Sementara itu, perekonomian Sulawesi Barat pada triwulan I 2025 tumbuh sebesar 4,83% (yoy), melambat dibandingkan triwulan sebelumnya yang tercatat 6,65% (yoy), dan sedikit di bawah rata-rata nasional 4,87% (yoy).
Perlambatan terutama dipengaruhi oleh penurunan kinerja sektor konstruksi, akibat menurunnya realisasi belanja modal APBN dan APBD sejalan dengan kebijakan efisiensi anggaran pemerintah pusat. Namun demikian, terdapat sektor-sektor yang tetap memberikan dorongan positif, seperti industri pengolahan (CPO dan turunannya), serta administrasi pemerintahan terkait belanja pegawai dan THR saat Idul Fitri.
Di sisi lapangan usaha, sektor pertanian dan perkebunan tetap tumbuh positif, namun produksi perikanan dan hortikultura mengalami pelambatan. Sementara itu, dari sisi pengeluaran, pertumbuhan ditopang oleh konsumsi rumah tangga dan ekspor CPO, meski investasi (PMTB) mengalami tekanan.
Kemudian, Inflasi tahunan Sulawesi Barat per Mei 2025 tercatat 3,21% (yoy), lebih tinggi dari inflasi nasional sebesar 1,60% (yoy).
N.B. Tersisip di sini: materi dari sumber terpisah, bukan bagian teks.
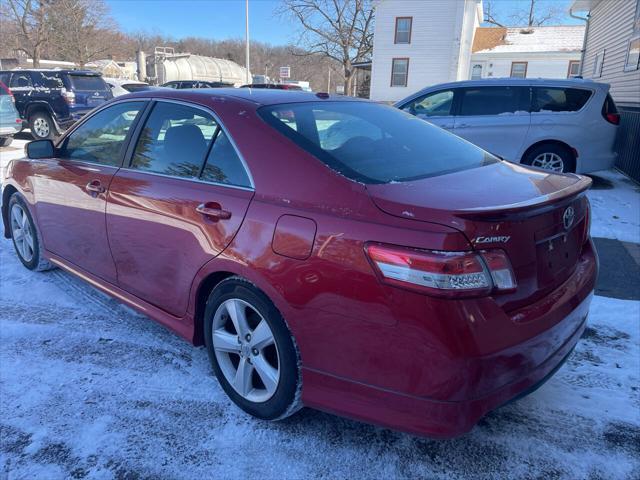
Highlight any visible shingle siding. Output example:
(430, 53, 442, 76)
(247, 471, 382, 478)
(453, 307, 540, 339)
(582, 0, 640, 107)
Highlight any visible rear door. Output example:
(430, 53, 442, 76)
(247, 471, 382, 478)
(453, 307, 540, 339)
(106, 100, 254, 317)
(453, 85, 531, 160)
(33, 100, 147, 283)
(399, 88, 457, 131)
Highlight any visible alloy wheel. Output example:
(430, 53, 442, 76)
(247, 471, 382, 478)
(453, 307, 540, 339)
(33, 118, 50, 138)
(531, 152, 564, 172)
(212, 298, 280, 403)
(10, 204, 35, 262)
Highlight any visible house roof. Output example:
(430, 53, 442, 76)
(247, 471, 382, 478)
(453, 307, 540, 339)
(472, 26, 586, 54)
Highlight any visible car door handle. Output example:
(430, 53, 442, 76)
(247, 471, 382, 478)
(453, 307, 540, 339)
(85, 180, 105, 196)
(196, 203, 232, 220)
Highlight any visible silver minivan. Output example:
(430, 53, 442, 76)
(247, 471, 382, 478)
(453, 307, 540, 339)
(396, 78, 619, 173)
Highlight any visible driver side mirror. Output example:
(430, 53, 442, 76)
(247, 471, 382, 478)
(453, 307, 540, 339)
(26, 139, 55, 159)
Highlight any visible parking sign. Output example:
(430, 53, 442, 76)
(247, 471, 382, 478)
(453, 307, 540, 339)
(279, 66, 291, 79)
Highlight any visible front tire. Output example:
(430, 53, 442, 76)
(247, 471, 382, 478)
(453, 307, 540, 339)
(522, 143, 575, 173)
(29, 111, 57, 140)
(204, 277, 301, 420)
(8, 193, 54, 271)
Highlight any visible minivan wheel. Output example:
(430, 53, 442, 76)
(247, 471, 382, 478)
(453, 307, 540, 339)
(523, 144, 575, 173)
(204, 277, 302, 420)
(29, 112, 57, 140)
(8, 193, 54, 271)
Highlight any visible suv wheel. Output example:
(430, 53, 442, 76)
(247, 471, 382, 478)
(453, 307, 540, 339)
(29, 112, 57, 140)
(204, 277, 302, 421)
(523, 144, 575, 173)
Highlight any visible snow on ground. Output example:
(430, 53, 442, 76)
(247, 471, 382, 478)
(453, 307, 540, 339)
(1, 141, 639, 479)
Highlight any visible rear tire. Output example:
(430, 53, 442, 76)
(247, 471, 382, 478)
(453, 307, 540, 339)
(522, 143, 575, 173)
(29, 111, 57, 140)
(8, 193, 54, 271)
(0, 137, 13, 147)
(204, 277, 302, 421)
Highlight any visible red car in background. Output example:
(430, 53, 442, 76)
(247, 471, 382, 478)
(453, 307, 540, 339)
(1, 89, 597, 438)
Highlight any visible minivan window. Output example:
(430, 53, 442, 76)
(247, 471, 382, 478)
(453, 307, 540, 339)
(259, 101, 498, 184)
(532, 87, 592, 112)
(402, 90, 454, 117)
(459, 86, 529, 116)
(131, 102, 218, 178)
(69, 74, 109, 91)
(64, 102, 144, 166)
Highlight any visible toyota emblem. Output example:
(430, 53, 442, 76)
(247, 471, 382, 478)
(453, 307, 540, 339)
(563, 206, 575, 230)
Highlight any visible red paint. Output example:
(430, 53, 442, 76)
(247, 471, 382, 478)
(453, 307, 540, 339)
(2, 88, 598, 438)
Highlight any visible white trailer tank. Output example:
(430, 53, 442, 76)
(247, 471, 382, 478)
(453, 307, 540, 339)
(149, 51, 251, 87)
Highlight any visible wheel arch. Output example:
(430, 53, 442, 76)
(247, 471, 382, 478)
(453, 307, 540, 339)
(24, 102, 55, 121)
(192, 270, 237, 345)
(521, 139, 577, 168)
(1, 184, 18, 238)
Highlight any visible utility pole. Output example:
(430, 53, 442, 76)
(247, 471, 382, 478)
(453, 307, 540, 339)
(245, 0, 250, 84)
(327, 67, 331, 93)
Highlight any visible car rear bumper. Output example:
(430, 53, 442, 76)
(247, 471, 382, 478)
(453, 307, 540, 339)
(301, 241, 597, 438)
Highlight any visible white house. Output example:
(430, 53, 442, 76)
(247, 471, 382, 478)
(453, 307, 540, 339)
(369, 0, 483, 102)
(571, 0, 640, 182)
(470, 26, 585, 80)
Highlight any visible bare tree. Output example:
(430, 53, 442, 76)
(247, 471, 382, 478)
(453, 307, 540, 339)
(1, 0, 53, 67)
(484, 0, 565, 27)
(280, 0, 374, 94)
(49, 0, 116, 66)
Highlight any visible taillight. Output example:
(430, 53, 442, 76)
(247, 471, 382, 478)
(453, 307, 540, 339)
(605, 113, 620, 125)
(61, 89, 75, 106)
(365, 243, 516, 298)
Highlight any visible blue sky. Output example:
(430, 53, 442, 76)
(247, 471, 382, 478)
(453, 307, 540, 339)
(106, 0, 581, 46)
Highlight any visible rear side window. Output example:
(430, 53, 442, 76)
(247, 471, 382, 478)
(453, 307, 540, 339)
(259, 101, 498, 184)
(9, 73, 32, 89)
(63, 102, 144, 166)
(131, 102, 218, 178)
(459, 86, 529, 116)
(69, 74, 109, 91)
(31, 72, 65, 89)
(201, 131, 251, 187)
(532, 87, 592, 112)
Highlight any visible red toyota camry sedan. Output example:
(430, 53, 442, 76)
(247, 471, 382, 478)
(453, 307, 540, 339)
(2, 89, 597, 438)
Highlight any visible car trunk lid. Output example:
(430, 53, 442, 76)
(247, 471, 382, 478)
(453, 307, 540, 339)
(366, 161, 592, 310)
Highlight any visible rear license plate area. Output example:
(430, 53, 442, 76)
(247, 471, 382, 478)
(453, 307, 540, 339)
(536, 228, 581, 285)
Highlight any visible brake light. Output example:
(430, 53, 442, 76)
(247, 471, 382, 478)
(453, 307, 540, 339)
(61, 89, 75, 106)
(365, 243, 516, 298)
(605, 113, 620, 125)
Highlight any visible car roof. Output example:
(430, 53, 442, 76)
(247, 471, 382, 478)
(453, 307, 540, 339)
(124, 87, 366, 107)
(0, 69, 101, 75)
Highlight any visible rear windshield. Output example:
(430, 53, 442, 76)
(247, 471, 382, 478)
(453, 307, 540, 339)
(69, 74, 109, 91)
(258, 101, 498, 184)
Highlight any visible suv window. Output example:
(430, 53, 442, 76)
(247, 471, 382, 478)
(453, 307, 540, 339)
(131, 102, 218, 178)
(201, 130, 251, 187)
(69, 74, 109, 91)
(63, 102, 144, 166)
(259, 101, 498, 184)
(402, 90, 454, 117)
(532, 87, 592, 112)
(31, 72, 65, 89)
(9, 72, 33, 89)
(459, 86, 529, 116)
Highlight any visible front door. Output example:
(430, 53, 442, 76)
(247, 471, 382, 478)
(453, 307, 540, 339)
(453, 86, 531, 160)
(33, 100, 147, 283)
(106, 100, 254, 317)
(399, 88, 456, 131)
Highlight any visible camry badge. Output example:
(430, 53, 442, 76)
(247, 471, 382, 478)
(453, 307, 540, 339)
(563, 206, 575, 230)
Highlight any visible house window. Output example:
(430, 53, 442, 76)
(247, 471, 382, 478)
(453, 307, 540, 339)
(624, 37, 640, 72)
(510, 62, 528, 78)
(593, 50, 605, 77)
(391, 58, 409, 87)
(394, 17, 412, 44)
(567, 60, 581, 78)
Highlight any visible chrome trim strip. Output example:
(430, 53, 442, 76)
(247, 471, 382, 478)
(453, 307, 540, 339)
(117, 166, 255, 192)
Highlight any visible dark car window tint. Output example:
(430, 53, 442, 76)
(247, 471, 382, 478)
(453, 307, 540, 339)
(459, 86, 528, 116)
(70, 74, 109, 91)
(31, 72, 65, 89)
(0, 73, 11, 86)
(64, 102, 144, 166)
(532, 87, 592, 112)
(259, 101, 498, 184)
(9, 73, 33, 89)
(402, 90, 454, 117)
(131, 102, 217, 178)
(202, 130, 251, 187)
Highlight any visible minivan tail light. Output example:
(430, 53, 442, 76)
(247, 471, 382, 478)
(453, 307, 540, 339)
(61, 89, 75, 106)
(365, 243, 516, 298)
(605, 113, 620, 125)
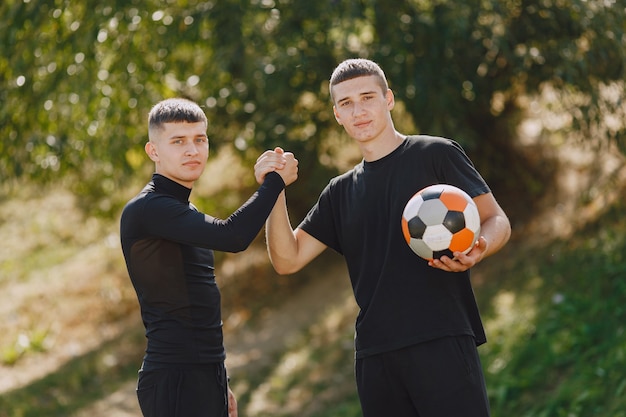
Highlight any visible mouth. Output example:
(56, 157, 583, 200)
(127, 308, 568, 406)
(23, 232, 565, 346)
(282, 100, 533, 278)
(183, 160, 202, 167)
(353, 120, 372, 128)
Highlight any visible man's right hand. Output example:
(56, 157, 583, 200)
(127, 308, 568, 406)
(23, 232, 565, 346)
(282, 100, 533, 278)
(255, 147, 298, 186)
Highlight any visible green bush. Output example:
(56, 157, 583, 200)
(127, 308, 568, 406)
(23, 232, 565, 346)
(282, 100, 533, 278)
(483, 203, 626, 417)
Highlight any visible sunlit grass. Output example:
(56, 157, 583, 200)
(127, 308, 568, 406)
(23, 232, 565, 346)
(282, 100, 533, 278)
(1, 329, 50, 366)
(236, 195, 626, 417)
(2, 151, 625, 416)
(240, 296, 358, 417)
(482, 201, 626, 417)
(0, 329, 144, 417)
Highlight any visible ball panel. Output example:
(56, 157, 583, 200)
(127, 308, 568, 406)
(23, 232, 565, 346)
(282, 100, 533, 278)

Deflasi bulanan -0,22% (mtm) terutama dipicu oleh penurunan harga tomat, ikan laut, cabai rawit, dan bawang merah akibat terjaganya pasokan pasca-Hari Besar Keagamaan Nasional (HBKN).
Namun, Sulawesi Barat menjadi provinsi dengan inflasi tahunan tertinggi kedua di kawasan Sulawesi-Maluku-Papua (Sulampua), setelah Papua Pegunungan dan disusul Sulawesi Tengah.
Dari sisi keuangan, stabilitas sistem keuangan Sulawesi Barat tetap terjaga. Dana Pihak Ketiga (DPK) per Mei 2025 tumbuh 8,69% (yoy) menjadi Rp6,44 triliun. Sementara itu, kredit yang disalurkan tercatat Rp13,03 triliun atau tumbuh 2,69% (yoy), masih didominasi kredit konsumsi dan modal kerja. Rasio kredit bermasalah (NPL) perbankan tercatat 2,69%.
Namun demikian, kredit UMKM mengalami penurunan -3,15% (yoy), terutama pada sektor perdagangan. Kredit Usaha Rakyat (KUR) tumbuh 3,57%, sedangkan NPL kredit UMKM masih relatif tinggi di angka 4,71%.
Pembiayaan syariah juga mengalami kontraksi sebesar 9,82% (yoy), dengan NPL mencapai 8,47%, menunjukkan pentingnya penguatan pengawasan kualitas kredit UMKM di sektor syariah.